The photos were stored with remarkably high fidelity on the tapes, but at the time had to be copied from projection screens onto paper, sometimes at sizes so large that warehouses and even old churches were rented out to hang them up. The results were pretty grainy, but clear enough to identify landing sites and potential hazards. After the low-fi printing, the tapes were shoved into boxes and forgotten.

They changed hands several times over the years, almost getting tossed out before landing in storage in Moorpark, California. Several abortive attempts were made to recover data from the tapes, which were well kept, but it wasn’t until 2005 that NASA engineer Keith Cowing and space entrepreneur Dennis Wingo were able to bring the materials and the technical know how together.

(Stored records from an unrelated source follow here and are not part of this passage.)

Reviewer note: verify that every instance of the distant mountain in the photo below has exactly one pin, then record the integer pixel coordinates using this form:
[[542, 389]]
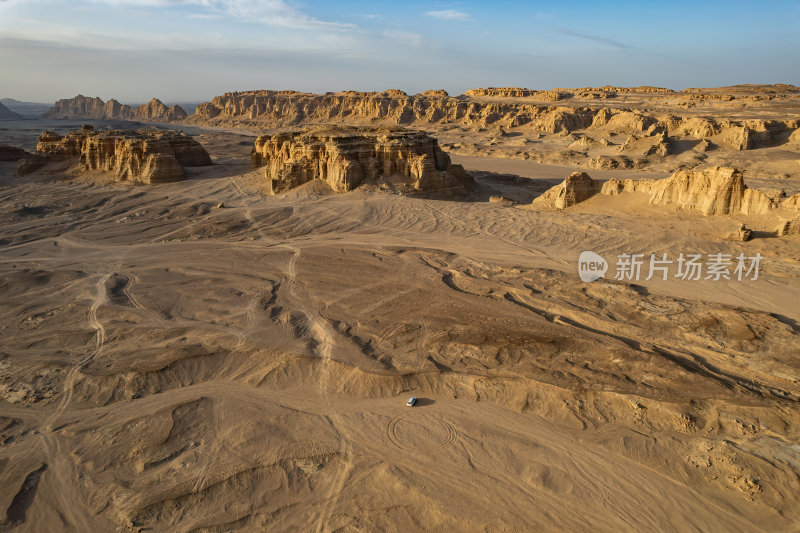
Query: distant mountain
[[81, 107], [6, 113]]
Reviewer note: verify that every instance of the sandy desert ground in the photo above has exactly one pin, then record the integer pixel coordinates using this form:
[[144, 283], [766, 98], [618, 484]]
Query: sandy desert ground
[[201, 356]]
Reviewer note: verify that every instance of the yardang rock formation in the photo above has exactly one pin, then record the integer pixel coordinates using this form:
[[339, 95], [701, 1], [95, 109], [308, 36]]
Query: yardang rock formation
[[711, 191], [136, 156], [84, 107], [346, 158]]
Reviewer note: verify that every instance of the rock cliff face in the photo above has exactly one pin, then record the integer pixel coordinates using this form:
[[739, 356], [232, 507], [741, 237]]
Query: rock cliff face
[[146, 157], [345, 158], [12, 153], [514, 92], [290, 108], [276, 109], [576, 188], [712, 191], [6, 113], [83, 107]]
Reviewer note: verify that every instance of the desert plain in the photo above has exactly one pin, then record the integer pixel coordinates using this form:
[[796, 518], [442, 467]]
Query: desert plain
[[230, 346]]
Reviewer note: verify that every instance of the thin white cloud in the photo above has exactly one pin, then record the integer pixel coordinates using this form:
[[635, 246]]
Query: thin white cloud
[[405, 37], [270, 12], [448, 14]]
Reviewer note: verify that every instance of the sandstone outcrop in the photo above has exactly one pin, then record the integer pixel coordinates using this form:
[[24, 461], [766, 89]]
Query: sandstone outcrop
[[345, 158], [482, 109], [576, 188], [6, 113], [741, 234], [712, 191], [789, 227], [12, 153], [84, 107], [514, 92], [136, 156]]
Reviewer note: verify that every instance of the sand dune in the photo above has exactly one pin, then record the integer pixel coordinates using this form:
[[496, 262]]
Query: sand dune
[[171, 364]]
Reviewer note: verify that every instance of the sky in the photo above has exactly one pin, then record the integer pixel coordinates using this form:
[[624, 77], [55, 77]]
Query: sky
[[192, 50]]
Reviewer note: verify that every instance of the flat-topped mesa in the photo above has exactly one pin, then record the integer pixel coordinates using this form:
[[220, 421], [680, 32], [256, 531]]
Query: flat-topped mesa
[[514, 92], [6, 113], [156, 111], [712, 191], [275, 109], [84, 107], [576, 188], [136, 156], [346, 158], [278, 109]]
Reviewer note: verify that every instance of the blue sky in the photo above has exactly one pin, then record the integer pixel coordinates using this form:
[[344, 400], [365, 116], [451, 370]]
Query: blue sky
[[192, 50]]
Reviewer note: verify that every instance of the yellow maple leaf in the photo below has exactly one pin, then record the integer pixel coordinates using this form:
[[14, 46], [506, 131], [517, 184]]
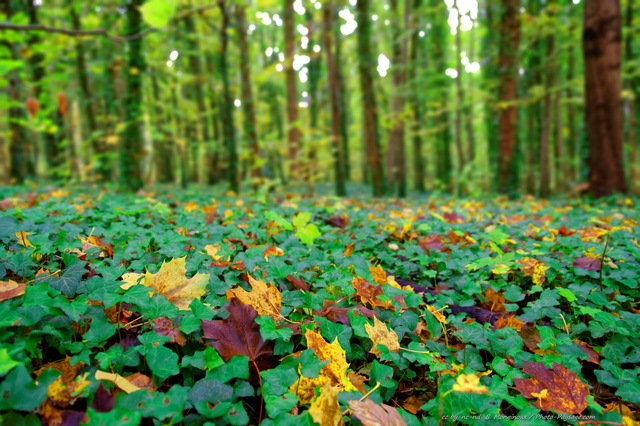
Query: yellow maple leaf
[[121, 382], [171, 282], [469, 383], [380, 335], [23, 240], [334, 373], [265, 298], [325, 410]]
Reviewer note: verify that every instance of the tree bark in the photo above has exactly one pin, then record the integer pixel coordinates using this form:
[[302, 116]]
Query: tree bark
[[227, 109], [338, 154], [294, 134], [248, 106], [367, 65], [601, 39], [508, 62]]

When they learned through a Usenet group that former NASA employee Nancy Evans might have both the tapes and the super-rare Ampex FR-900 drives needed to read them, they jumped into action.

26 April 2014
[tech] Previously Unknown Andy Warhol Works Discovered on Floppy Disks from 1985 … another story of digital archeology … ‘It was not known in advance whether any of Warhol’s imagery existed on the floppy disks—nearly all of which were system and application diskettes onto which, the team later discovered, Warhol had saved his own data. Reviewing the disks’ directory listings, the team’s initial excitement on seeing promising filenames like “campbells.pic” and “marilyn1.pic” quickly turned to dismay, when it emerged that the files were stored in a completely unknown file format, unrecognized by any utility. Soon afterwards, however, the Club’s forensics experts had reverse-engineered the unfamiliar format, unveiling 28 never-before-seen digital images that were judged to be in Warhol’s style by the AWM’s experts. At least eleven of these images featured Warhol’s signature.’
27 April 2014
[movies] A View To A Kill: Occasionally Starring Roger Moore … an amusing look at the conclusion to Roger Moore’s run of movies as James Bond… ‘Let’s be honest: Roger Mortis has finally set in. This incarnation of cinema’s favourite secret agent is no more. This is an ex-Bond. It’s not even Rodge’s fault (he graciously noted that he was “only about four hundred years too old for the part”) – the poor bastard had been trying to escape since 1979, but Cubby Broccoli never had the balls to choose another Bond. As a result of that cowardice, and combined with the fact that Moore is nearly three years older than Sean Connery, James Bond went from a prowling, 32-year-old sex puma in 1962 to a shuffling, 57-year-old sex tortoise in 1985 without ever making reference to his own advancing years or behaving accordingly.’
28 April 2014
[stickers] How much does it cost to fill the Panini 2014 World Cup Sticker book? … it turns out that collecting World Cup team stickers in a pretty expensive hobby … ‘You need 824 packets and that’s a smacking £412.’
29 April 2014
[trolling] The Compleat Troller, Or, THE ART OF TROLLING

The Compleat Troller

30 April 2014
[space] SuitSat1: A Spacesuit Floats Free … slightly disturbing picture of a empty spacesuit floating away from the International Space Station … ‘The unneeded Russian Orlan spacesuit filled mostly with old clothes was fitted with a faint radio transmitter and released to orbit the Earth. The suit circled the Earth twice before its radio signal became unexpectedly weak.’